CNN reported the latest excerpts from Frankly, We Did Win This Election: The Inside Story of How Trump Lost by Michael Bender, a Wall Street Journal reporter. The book will be published in August.
This week, Milley made headlines with remarks before a congressional committee about critical race theory, an academic discipline that explores racism in American law and institutions that has been targeted by Republicans, in relation to the US army and its academy at West Point.
“I want to understand white rage,” the general said, “and I’m white, and I want to understand it.”
When Trump was in power, Milley had to deal repeatedly with presidential rage.
According to CNN, Trump highlighted footage of confrontations between law enforcement officers and protesters and said: “That’s how you’re supposed to handle these people. Crack their skulls!”
Trump also reportedly told law enforcement and military leaders he wanted the military to “beat the fuck out” of protesters and said: “Just shoot them.”
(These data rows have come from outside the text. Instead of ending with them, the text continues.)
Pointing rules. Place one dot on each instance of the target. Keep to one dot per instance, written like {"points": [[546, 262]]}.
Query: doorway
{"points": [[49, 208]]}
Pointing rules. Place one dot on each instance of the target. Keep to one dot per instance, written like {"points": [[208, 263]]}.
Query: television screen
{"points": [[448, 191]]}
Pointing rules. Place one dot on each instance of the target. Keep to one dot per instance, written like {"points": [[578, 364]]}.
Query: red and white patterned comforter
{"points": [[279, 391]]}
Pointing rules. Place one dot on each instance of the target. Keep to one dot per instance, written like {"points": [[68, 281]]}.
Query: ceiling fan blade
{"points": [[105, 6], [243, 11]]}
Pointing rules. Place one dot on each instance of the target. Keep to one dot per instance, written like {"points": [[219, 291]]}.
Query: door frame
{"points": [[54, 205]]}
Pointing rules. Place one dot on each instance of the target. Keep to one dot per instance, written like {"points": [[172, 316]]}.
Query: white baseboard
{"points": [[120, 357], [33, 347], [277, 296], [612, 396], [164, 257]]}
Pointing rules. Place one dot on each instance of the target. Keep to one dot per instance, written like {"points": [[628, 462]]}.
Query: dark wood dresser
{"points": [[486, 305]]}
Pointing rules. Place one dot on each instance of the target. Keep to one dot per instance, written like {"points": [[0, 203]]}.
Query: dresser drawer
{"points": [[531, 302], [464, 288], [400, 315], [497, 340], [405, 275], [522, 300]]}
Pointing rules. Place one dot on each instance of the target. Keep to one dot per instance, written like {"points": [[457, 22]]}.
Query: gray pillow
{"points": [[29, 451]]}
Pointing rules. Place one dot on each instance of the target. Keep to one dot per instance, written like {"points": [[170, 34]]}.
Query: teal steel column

Bender reports that in the face of opposition from Milley and the then attorney general, William Barr, Trump said: “Well, shoot them in the leg – or maybe the foot. But be hard on them!”
Milley is also reported to have told Stephen Miller, a senior Trump adviser, to “shut the fuck up”, after Miller said “cities are burning” amid protests prompted by the murder of George Floyd by a police officer in Minneapolis last May.
Throughout a tense summer, Trump threatened to invoke the Insurrection Act, a historic piece of legislation regarding domestic unrest, but ultimately did not do so.
Bender reports that at one stage Milley pointed at a portrait of Abraham Lincoln, the 16th president who led the Union to victory in the civil war, and told Trump: “That guy had an insurrection. What we have, Mr President, is a protest.”
One such protest, in Lafayette Square outside the White House last June, was forcibly and controversially cleared before Trump posed for pictures outside a historic church.
Milley apologised for accompanying Trump on his own march.
“As many of you saw the results of the photograph of me in Lafayette Square last week, that sparked a national debate about the role of the military in civil society,” he told students at National Defense University.
“I should not have been there. My presence in that moment, and in that environment, created the perception of the military involved in domestic politics.”
On Capitol Hill this week, Milley discussed the deadly 6 January attack on the US Capitol by Trump supporters seeking to overturn his election defeat, which Congress deemed an insurrection when it impeached Trump for inciting it.
“What is it that caused thousands of people to assault this building and try to overturn the constitution of the United States of America?” Milley asked. “What caused that? I want to find that out. I want to maintain an open mind here.”